About eighteen months ago I decided to dabble in blogging - I had been impressed with the blog of Sue Marsh, a disability campaigner. I started by keeping my posts limited to invited friends and then as I got more confident and worked out the rules I was going to play by (no names, just initials, unless people are in the public eye already and nothing that would upset my mum or my kids) I threw the blog open to the world. At this point it's had over 40k hits and I get emails from people about it, interaction on Facebook and comments on my posts and it feels as if I'm connected again even though I don't go out much anymore.
|My Twitter header, click the Follow button at the top left |
if you want to keep up to date with my posts
Follow Linda Hutton's board Barnsley War Memorials on Pinterest.
Oh, and Pinterest too - not that good at this one yet, but I've got a board full of pictures of War Memorials and another for World War One resources and a couple for the main places my ancestors lived. It gives me a central point to refer to if I need to find some information.

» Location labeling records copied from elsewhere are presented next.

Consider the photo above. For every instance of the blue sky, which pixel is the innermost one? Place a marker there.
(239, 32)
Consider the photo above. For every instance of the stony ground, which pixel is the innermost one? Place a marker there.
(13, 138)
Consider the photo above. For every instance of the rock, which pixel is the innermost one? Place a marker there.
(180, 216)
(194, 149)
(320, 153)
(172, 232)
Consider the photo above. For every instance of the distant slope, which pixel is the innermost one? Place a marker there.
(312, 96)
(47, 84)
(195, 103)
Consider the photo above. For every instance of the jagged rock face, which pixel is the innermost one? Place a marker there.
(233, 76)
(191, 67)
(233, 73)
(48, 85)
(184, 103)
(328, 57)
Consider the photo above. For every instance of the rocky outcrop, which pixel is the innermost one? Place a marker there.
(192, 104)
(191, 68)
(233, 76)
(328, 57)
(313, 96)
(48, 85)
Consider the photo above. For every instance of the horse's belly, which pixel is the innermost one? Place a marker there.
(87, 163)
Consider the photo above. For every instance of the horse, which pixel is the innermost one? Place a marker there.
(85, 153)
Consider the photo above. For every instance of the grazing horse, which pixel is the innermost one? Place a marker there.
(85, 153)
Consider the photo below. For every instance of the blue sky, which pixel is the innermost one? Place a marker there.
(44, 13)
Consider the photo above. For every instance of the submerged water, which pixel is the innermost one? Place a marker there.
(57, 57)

Anyway it seemed perfectly logical to me to use Twitter and Facebook to publicise the Barnsley War Memorials Project ... but not so my colleague. This person thought that both sites were trite and full of inappropriate content and not at all the kind of place for a serious historical project.
Maybe today's piece in the Barnsley Chronicle will have pleased this person - a traditional paper and ink form of social networking, which will, I am sure, reach hundreds of people who don't tweet and who don't use Facebook. My blog has even generated a call just now from Radio Sheffield who want to interview me about planning your own funeral - and I agreed provided they let me plug the War Memorials Project - hopefully radio is an acceptable form of media - it has been around a while!
I think there's a place for all the different kinds of social media and if we ignore the new things we will miss out on reaching a whole new audience who don't read the newspapers and who wouldn't ever try going to the Archives to look up their soldier ancestors.
That's it, finished now, that's my opinion and I'm going to stick to it!